The Estonian strategy is an interesting twist on the age-old battle for talent. In the past, you had to try and persuade people to physically move to a new location in order to benefit from their brainpower and tax revenues. In the contemporary network society, physical movement is no longer necessary – you just have to become part of a new digital nation instead. The e-residency programme is more than a useful way of generating revenues from sales of ID cards. It also creates connections between Estonia and a global army of highly-skilled workers. Those connections can be leveraged in many different ways, including stimulating tourist visits, the creation of physical as well as digital companies in Estonia, and the development of skills and knowledge related to governing a location-independent population.
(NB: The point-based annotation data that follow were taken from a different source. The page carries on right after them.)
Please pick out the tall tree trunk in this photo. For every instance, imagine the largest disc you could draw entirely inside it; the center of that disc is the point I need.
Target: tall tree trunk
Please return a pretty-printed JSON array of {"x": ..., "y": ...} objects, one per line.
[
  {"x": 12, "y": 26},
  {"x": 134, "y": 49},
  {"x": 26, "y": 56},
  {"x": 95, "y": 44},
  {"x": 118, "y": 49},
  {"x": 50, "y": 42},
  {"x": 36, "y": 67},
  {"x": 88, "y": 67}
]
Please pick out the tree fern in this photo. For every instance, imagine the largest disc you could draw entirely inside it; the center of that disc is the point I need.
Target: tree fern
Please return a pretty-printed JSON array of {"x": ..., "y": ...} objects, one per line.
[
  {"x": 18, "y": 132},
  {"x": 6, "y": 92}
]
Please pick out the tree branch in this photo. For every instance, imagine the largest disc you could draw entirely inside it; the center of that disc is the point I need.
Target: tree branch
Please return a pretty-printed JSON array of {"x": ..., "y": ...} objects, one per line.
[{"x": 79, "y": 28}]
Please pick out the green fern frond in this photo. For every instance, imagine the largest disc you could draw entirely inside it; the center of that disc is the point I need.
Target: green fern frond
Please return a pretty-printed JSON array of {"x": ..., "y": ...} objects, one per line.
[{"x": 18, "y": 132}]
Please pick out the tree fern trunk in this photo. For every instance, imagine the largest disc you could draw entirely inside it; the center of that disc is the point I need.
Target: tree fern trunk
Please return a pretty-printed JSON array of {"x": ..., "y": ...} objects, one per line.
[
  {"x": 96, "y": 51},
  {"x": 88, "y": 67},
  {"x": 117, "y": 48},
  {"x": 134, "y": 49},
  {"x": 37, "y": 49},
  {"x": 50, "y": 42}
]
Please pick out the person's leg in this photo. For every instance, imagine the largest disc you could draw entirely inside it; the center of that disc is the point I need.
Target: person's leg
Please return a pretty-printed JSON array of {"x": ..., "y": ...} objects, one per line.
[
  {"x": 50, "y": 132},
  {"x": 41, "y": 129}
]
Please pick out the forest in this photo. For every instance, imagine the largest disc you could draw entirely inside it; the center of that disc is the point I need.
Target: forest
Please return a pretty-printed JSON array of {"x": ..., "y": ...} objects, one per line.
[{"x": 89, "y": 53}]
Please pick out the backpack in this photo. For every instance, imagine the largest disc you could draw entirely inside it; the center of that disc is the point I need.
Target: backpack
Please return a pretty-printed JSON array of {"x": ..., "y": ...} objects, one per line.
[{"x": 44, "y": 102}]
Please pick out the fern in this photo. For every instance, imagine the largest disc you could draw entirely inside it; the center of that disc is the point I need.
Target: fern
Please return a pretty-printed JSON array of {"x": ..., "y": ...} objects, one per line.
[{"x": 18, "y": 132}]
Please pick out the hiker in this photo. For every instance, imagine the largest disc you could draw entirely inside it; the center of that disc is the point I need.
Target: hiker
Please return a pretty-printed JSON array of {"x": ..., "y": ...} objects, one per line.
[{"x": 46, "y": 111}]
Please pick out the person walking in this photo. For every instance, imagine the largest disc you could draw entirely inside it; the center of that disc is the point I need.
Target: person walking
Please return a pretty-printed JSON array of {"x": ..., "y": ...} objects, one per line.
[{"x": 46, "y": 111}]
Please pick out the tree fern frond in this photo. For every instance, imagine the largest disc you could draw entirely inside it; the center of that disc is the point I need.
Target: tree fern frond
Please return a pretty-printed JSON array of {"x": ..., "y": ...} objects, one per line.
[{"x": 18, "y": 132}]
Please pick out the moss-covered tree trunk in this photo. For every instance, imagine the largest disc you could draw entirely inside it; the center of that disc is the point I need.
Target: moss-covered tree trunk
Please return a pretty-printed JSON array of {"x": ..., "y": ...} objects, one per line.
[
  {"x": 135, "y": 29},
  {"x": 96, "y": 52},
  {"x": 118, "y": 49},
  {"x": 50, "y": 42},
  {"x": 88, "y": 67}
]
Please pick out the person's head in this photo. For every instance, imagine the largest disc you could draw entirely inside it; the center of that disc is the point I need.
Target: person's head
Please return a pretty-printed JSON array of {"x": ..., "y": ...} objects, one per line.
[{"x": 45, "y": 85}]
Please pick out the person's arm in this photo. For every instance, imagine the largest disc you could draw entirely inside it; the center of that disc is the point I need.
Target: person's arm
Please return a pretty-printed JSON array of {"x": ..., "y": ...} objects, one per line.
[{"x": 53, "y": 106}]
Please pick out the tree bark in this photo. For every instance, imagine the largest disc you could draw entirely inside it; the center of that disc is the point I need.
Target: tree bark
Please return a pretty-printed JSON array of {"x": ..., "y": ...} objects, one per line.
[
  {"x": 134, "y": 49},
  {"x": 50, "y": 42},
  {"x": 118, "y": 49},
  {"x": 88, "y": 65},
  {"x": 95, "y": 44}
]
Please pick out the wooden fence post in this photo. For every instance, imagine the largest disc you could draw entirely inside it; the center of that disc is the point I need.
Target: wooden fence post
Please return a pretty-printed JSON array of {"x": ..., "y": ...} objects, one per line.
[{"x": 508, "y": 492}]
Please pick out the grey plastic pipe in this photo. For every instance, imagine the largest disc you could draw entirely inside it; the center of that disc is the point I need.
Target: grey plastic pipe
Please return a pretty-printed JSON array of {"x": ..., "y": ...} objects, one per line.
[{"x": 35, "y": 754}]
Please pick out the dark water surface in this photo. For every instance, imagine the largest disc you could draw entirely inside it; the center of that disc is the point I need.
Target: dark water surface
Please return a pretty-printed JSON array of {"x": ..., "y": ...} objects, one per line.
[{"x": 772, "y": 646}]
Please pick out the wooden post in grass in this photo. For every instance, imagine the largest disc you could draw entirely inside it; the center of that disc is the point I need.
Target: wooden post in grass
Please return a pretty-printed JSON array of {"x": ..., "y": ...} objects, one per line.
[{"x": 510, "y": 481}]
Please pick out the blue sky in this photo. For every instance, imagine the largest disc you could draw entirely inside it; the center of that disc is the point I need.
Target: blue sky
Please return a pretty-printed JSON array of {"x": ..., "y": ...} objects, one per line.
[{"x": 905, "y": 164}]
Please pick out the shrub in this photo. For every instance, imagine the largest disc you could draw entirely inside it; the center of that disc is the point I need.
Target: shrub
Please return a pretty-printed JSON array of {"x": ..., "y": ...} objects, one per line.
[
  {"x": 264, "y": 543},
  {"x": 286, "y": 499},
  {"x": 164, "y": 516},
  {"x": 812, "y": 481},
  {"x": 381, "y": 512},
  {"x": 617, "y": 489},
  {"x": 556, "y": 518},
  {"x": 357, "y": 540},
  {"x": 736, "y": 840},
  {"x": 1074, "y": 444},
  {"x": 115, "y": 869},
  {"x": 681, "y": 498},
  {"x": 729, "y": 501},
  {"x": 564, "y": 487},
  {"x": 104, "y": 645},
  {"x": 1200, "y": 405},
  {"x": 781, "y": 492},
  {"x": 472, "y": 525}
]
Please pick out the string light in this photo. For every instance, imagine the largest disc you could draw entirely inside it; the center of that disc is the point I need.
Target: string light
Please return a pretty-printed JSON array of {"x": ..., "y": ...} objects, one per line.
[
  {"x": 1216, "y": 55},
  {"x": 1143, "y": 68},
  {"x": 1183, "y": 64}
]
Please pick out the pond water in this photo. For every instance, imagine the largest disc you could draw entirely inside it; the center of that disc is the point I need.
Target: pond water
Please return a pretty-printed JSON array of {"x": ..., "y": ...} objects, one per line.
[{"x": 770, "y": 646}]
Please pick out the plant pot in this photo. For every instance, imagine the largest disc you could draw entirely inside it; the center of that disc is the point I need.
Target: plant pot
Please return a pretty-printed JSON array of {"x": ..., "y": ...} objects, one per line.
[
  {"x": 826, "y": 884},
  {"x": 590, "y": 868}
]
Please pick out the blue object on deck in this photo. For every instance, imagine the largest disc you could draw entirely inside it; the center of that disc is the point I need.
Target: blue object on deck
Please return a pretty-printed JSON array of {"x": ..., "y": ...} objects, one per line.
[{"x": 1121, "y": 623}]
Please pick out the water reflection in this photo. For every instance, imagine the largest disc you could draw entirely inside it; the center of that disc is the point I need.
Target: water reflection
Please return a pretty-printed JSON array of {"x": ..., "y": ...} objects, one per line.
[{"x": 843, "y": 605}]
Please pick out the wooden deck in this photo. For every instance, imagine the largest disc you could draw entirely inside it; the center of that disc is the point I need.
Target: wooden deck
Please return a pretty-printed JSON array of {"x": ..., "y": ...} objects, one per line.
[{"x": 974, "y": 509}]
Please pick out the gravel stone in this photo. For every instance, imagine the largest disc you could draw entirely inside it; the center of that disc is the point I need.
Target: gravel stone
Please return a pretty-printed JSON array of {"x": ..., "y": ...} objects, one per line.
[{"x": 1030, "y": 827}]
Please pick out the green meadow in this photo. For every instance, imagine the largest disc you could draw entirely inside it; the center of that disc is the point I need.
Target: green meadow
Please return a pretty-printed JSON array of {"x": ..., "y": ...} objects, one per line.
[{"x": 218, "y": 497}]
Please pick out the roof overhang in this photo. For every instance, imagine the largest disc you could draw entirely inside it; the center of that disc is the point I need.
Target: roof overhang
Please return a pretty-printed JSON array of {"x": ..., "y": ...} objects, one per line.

As Anna Blue points out in her recent analysis, the e-residency programme provides a form of soft power, the kind that small countries like Estonia can wield to their advantage. Not only does Estonia make itself new friends around the globe with the practical advantages of its digitally welcoming stance, but it also stimulates interest in this “small, somewhat-unknown country”. Our love of the underdog and the unfamiliar can be a powerful tool for smaller places to profile themselves on the global stage, as we outlined earlier in the case of the small, unpronounceable Dutch city of ‘s-Hertogenbosch. While globalisation provides us with the dubious benefits of cheap hamburgers and endless streamed entertainment, most people still feel the need to be attached to somewhere that seems like home, and many people prefer the small and the local to the vast and the global. As I have discussed elsewhere, the home-grown globalisation strategy of IKEAization seems more comfortable for many Europeans than the global advance of McDonaldization, as described by George Ritzer. Estonia seems to be following the IKEA example, developing itself as a ‘country as service’ which provides comfortable, customised accommodation for the growing army of location independent workers, or ‘digital nomads’. What will Estonia’s next move be? Perhaps an e-vaccine passport would prove a popular service.